Supreme Court Justice Stephen Breyer acknowledged that the body may be making the wrong decisions, especially in cases that closely divide the court.
But, he told CNN in promoting a new book explaining his rulings, “what is settled law is what we wrote and how these issues play out on the margin is something I don’t yet know,” Breyer said when asked about his prediction that same-sex marriage would come back before the court. “But I know there’s a chance. They might be coming out in various ways.”
“Every judge knows that many of the decisions that we make will be unpopular. We also know, absolutely, that since we are only human, there are often — perhaps not too often, we hope — that may be wrong. If they’re 5-4, somebody may be wrong,” he said when asked about whether their rulings go beyond their constitutional authority. “But eventually, a country, whether it is the United States or some other country, decides, well, the benefits of a rule of law are worth it.”
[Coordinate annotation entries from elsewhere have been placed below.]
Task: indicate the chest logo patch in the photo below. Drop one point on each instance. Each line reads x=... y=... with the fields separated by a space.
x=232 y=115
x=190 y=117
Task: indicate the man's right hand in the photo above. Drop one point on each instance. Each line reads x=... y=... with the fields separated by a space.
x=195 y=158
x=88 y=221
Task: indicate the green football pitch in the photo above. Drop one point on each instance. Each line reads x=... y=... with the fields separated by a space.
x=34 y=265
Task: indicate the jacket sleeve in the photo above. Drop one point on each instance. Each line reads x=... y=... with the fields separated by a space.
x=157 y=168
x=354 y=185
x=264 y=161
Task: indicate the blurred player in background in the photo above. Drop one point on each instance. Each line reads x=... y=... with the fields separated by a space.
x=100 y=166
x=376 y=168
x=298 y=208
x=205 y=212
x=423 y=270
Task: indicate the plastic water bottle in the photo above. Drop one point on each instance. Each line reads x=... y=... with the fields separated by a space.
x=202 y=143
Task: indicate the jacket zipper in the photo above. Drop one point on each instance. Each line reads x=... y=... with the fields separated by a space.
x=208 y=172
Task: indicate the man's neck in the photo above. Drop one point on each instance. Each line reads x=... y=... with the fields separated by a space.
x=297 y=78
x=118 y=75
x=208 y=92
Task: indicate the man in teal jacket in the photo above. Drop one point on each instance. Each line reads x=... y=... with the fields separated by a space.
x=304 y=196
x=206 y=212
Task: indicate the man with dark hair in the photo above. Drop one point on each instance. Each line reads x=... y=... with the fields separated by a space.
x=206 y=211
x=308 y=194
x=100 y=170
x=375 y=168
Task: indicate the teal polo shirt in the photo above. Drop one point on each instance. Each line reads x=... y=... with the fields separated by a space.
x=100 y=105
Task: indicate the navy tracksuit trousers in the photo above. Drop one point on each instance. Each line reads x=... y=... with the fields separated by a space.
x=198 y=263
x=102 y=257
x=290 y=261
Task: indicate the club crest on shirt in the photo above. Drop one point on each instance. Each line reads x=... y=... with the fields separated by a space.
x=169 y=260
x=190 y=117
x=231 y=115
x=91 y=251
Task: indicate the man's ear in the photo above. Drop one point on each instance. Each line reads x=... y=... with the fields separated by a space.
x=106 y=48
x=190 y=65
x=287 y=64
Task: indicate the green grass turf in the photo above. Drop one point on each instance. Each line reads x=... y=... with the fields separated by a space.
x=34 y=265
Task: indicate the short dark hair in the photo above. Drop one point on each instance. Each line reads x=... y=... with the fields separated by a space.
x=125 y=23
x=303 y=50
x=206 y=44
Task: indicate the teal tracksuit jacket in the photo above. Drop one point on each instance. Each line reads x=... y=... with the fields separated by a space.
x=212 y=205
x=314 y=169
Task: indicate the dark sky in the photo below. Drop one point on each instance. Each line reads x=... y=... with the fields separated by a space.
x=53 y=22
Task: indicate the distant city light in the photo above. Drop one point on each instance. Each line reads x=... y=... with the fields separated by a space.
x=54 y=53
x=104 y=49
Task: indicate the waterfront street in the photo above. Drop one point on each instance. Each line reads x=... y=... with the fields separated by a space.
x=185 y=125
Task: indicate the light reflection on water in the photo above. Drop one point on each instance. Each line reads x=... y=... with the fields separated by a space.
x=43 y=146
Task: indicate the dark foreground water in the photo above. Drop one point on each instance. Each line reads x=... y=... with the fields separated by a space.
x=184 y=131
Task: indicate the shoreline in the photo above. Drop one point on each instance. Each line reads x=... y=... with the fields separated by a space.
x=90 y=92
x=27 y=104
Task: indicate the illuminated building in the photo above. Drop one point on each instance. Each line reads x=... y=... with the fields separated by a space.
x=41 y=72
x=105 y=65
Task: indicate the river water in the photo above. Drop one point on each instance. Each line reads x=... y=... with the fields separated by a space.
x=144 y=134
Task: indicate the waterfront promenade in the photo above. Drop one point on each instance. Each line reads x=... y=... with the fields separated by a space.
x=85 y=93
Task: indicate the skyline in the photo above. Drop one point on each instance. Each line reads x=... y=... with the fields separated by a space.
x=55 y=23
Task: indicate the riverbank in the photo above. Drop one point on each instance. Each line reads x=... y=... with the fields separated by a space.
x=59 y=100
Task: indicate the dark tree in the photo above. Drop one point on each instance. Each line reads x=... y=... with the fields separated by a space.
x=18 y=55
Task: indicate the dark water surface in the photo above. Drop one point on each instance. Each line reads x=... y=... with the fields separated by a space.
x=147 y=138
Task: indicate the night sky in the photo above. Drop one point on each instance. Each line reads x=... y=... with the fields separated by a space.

“There have been plenty of times in history where the court has been the subject of very strong criticism. Is that criticism protected? The First Amendment, Congress shall pass no law abridging the freedom of speech. People are entitled to their opinion.”
Breyer also weighed in on Donald Trump’s views on repealing birthright citizenship under the 14th Amendment: “My reaction as a judge is to stay as far away from that as I possibly can.”
He did say that it’s “time to revisit the issue” of the death penalty.
“I put together this evidence and say, this is not what people expected when they wrote the cases upholding the death penalty for more than 40 years ago,” the justice said.
Breyer said the Supreme Court justices have a good personal relationship.
“It is not sort of slap on the back, ‘let’s go out for a drink’ all the time, as is more of the relationship on the court of appeals. But it is not hostile, we are friends and we do have dinner together. And I have never in 21 years heard in that conference room heard a voice raised in anger, never, and I have never heard one justice in that room say something insulting about another, sliding not even really as a joke,” he said.
“Personally, we get on well. It’s very professional. You decide the cases seriously and thoroughly. And then there is no reason we can’t be friends. But there’s no reason that human beings cannot differ civilly — civilly — on matters of great importance.”